There are only a few living authors of western literature who can truly be called legends in the field — Richard Wheeler is one of them. He started a fascinating blog some time ago, then abandoned it, offering his views on writing and publishing on Ed Gorman’s blog and in comments here. But now he’s back with a blog of his own. Whether you read westerns of not, I highly recommend you put him on your blogroll for his valuable insights, candid opinions, and informed take on the biz (he was an editor before he became a novelist, so he knows both sides of the biz)
Today, in a discussion of Gary Svee’s book SANCTUARY, he blames publishers with a deeply-held, anachronistic view of westerns for the demise of the genre in print:
In the last several decades, western fiction has been forced into a procrustean
bed by New York’s mass-market publishers. And now almost all the western lines
are defunct as a result.
The idea, apparently, was to have a "line" of
books with similar classical covers and contents, and this would surely reach
the vast market of western readers pining for stories with 1940s titles that
employ words like "vengeance" and "showdown." This notion had the power of
religious conviction in New York, and still does even though most western lines
have gone to heaven, or hell as the case may be.
Wheeler’s new book FIRE IN THE HOLE is saddled with one of those traditional western covers…which bares no relation to the actual story. The hero isn’t a U.S. Marshal, he’s a detective posing as a vermin exterminator in a filthy, Montana mining camp. Not exactly your typical western hero or setting. All you have to do is read the opening chapter and you’ll be hooked.
2 thoughts on “He’s Back!”
Amazing. There is Mr. Wheeler grieving for the demise of the nonformulaic Western novel. Here am I, wishing I could find some to publish. And I even live in Texas.
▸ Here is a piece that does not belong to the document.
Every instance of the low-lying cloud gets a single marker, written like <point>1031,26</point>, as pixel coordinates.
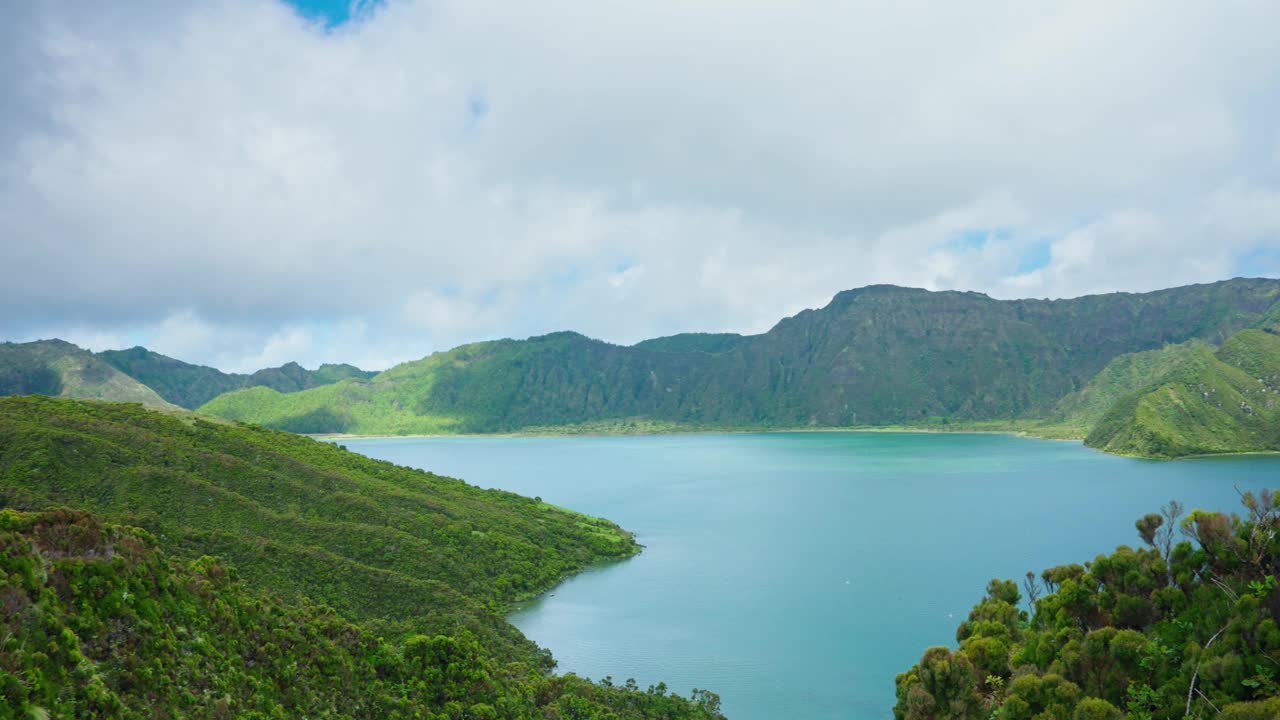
<point>234,185</point>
Burton works for Zumaya Publications, one of those POD outfits (www.zumayapublications.com)that makes most of their money from authors selling copies to their families. It’s not a vanity press in a strict sense, but check out their contract (http://www.zumayapublications.com/Downloads/StandardContract.pdf)
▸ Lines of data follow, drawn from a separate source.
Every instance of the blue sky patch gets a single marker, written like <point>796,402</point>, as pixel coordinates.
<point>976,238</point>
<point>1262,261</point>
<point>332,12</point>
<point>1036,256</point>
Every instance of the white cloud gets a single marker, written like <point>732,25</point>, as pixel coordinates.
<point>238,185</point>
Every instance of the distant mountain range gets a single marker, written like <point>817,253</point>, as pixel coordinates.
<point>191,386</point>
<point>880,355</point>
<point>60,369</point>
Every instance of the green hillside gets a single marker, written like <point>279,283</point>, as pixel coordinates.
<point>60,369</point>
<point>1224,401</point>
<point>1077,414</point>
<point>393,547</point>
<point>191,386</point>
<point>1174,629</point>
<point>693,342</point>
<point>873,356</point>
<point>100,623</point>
and you’ll see why no real author would go to them.
One laughable clause states that the author isn’t allowed to buy copies of his or her book from any other source but the publisher (a clause I have never seen in a book contract before). The first 20 copies are available at the publisher’s wholesale cost and any others beyond that at $2 above wholesale cost. The publisher has a right to add a $1 surcharge — or more — on top of that at a later date. What the fuck???
There’s another rather revealing clause stating that if the author receives an offer from a “traditional, advance-paying publisher” the author must fork over 20% of any advance receive or $500, whichever is more. What can you take away from this? That they aren’t a traditional, advance paying publisher. They are a POD press. You are better off paying your own way at iUniverse. Your covers will certainly look better. But back to that contract…
Another clause states that the author also must give Zumaya the right of first refusal on any subsequent works. What is your motivation to do that? In consideration of their huge advance? There is no advance. They want you bound to them and give you nothing in return. It’s insane.
I commend them for posting their contract. That act alone shows unusual honesty. It’s a shame that honesty isn’t backed by a contract that more reasonable and equitable.